Maybe you’re one of those entrepreneurial veterans?

If you want to help an up-and-comer out, set some time aside next Thursday, Sept. 8 from 4 to 5 p.m.

The Kootenay Association for Science and Technology (KAST) will be holding an Investor Information Session geared toward Kootenay region investors who want to learn more about angel and direct investments and how these investments can support the local economy and tech community.

The investor information session will also allow Kootenay region investors to learn about the Kootenay Investment Challenge that KAST is bringing to the region through their partnership with Spring Activator and the Kootenay Investment Challenge, which runs Thursdays, 4 to 6 p.m. from Sept. 29 through Dec. 2.

Kamren Farr, a personal finance instructor at Selkirk College, will be there to share his knowledge.

“Our region is filled with talented people that can make a difference both as entrepreneurs and investors,” says Farr. “However, an early investment in an idea is often critical in developing a future company and making that investment can be very challenging to do on your own.”

And lastly, for those young and old in the recreational tech and manufacturing sector, don’t forget about the Kootenay Outdoor Recreation Enterprise group’s Outdoor Rec Tech Summit.

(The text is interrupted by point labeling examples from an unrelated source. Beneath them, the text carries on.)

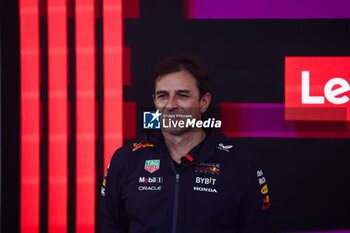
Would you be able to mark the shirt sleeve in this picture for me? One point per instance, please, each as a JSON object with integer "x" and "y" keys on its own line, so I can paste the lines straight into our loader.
{"x": 255, "y": 211}
{"x": 113, "y": 214}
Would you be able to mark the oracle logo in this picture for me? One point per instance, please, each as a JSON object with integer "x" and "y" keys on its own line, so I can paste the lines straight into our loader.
{"x": 331, "y": 94}
{"x": 317, "y": 88}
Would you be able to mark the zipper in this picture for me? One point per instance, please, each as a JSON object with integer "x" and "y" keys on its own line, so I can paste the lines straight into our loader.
{"x": 176, "y": 200}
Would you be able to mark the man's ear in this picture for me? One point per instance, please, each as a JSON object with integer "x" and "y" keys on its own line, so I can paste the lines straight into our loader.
{"x": 204, "y": 102}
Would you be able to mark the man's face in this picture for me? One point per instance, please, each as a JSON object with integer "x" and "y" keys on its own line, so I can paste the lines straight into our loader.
{"x": 177, "y": 94}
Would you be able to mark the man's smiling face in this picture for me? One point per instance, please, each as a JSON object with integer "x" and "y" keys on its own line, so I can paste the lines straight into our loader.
{"x": 177, "y": 93}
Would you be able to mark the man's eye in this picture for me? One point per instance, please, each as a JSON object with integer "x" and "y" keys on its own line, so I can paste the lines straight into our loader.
{"x": 183, "y": 96}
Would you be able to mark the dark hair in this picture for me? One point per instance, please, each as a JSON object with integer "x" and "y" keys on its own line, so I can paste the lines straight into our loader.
{"x": 188, "y": 63}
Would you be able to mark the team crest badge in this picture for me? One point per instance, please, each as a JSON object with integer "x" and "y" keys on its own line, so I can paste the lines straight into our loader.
{"x": 152, "y": 165}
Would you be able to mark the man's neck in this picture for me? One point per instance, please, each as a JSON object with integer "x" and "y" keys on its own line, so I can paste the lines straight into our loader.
{"x": 180, "y": 145}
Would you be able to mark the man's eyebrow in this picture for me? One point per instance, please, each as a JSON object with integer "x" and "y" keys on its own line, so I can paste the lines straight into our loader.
{"x": 161, "y": 92}
{"x": 184, "y": 91}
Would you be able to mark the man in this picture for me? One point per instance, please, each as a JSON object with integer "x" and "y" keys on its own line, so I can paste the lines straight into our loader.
{"x": 183, "y": 179}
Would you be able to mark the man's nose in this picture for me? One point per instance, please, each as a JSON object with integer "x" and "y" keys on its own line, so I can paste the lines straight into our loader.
{"x": 172, "y": 103}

Slated for Oct. 19 to 21 at Kimberley Alpine Resort’s Conference Centre, this is a first in Canada — a conference dedicated to the outdoor gear manufacturing and design industry.

Topics to be discussed include: sustainability and circular economy, reshoring manufacturing, supply chain security, product innovation and research, E-Rec Tech, academic and industry collaboration, product launch case studies, financing alternatives, and the outdoor recreation economy.

If you’re between 16 and 29, take advantage of the discounted rate to get involved too via the Youth Legacy Program.

“We’re aiming to inspire the next generation of outdoor gear makers,” says Kevin Pinnock, KORE executive director.

For more information and to register, visit koreoutdoors.org/summit-2022.

That’s it for this month — happy September everyone – go get it!